Surfaces were an integral part of her plan, including a series of bespoke graphic wallpaper. In the master bedroom, over-sized flowers and emerald, jeweled tones to create a luxurious yet relaxed vibe; for the dining room, abstracted graphics of architectural buildings, subtly emphasize the design hotel concept; and in the children’s bedroom, a scribble-print is an artistic yet playful touch.
It also features a lot of routed wooden wall paneling, coated with textured paint: “to add a layer of depth that really helps generate the luxurious, hand-crafted hospitality feel we were going for,” explains Agata Kurzela, associate director of Pallavi Dean Interiors and the project’s lead designer.

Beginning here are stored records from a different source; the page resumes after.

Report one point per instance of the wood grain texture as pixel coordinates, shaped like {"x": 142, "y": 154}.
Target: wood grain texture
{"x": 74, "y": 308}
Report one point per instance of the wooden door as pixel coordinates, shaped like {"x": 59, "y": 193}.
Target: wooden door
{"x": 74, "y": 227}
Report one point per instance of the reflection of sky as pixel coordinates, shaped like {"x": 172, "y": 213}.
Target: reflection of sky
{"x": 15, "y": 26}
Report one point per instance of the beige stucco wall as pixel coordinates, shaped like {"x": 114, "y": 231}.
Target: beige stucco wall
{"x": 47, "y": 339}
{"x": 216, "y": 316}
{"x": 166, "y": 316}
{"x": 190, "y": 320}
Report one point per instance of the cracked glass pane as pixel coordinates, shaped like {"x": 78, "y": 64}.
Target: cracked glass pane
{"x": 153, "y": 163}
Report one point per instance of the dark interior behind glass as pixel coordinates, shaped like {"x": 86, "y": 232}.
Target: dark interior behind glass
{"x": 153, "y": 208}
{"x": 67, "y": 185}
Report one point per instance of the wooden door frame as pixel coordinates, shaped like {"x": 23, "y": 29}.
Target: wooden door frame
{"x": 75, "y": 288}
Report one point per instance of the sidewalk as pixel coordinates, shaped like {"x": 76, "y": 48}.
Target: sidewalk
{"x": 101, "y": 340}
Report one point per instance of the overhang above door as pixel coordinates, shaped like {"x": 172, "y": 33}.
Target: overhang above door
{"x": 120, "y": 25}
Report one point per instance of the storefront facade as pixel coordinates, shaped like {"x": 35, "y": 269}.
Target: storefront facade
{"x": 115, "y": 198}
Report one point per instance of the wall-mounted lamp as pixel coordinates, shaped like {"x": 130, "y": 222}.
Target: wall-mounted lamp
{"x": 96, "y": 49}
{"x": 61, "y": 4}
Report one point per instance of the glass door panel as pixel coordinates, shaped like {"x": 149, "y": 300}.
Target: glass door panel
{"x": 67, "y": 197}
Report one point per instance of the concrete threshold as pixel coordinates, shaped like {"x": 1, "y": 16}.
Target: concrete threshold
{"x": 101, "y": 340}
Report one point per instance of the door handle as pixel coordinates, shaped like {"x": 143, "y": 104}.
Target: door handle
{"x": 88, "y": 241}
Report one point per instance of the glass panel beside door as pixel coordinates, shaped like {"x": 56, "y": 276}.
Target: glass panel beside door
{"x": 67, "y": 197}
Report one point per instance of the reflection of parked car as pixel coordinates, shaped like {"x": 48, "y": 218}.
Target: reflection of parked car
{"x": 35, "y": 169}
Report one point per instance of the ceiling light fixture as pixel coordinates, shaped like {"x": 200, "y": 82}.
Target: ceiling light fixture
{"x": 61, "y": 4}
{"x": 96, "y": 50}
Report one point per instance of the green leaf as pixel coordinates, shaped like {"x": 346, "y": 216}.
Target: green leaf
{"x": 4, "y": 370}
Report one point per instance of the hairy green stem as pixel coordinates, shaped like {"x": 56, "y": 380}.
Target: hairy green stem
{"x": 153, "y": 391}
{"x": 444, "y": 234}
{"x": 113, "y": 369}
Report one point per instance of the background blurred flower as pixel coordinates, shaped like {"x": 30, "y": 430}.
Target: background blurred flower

Some of Dean’s favourite elements include the high-end designer, high street and custom-made pieces, such as Moroso’s ‘Double Zero’ armchair by architect David Adajye in the master bedroom, and the Tom Dixon desk chair in the guest room. Additional furniture has been sourced from homegrown UAE producers, such as Marina Home.
“We’ve also used a lot of mirrors and reflective surfaces to give a sense of the apartment being flooded with natural light, and to make it feel larger. In the master bathroom, we carried the wall covering onto the ceiling to create a sense of intimacy. Again, a technique typically used in luxury hospitality design to create spa-like bathrooms. Obviously, they don’t have the scale you’d find in a five-star beach hotel spa. But we’ve striven to create a soothing, serene, escape-from-it-all ‘waterworld’ space,” says Dean.
And although all of the elements in the apartment allow the eye to wander, captivated by form and function, Dean says that the covetable element of the apartment is the floor to ceiling mirror feature in the lobby and living room. “They cleverly reflect views of the sea into the apartment and give an illusion of space,” she muses. As always, we look forward to her next transforming sleight-of-hand.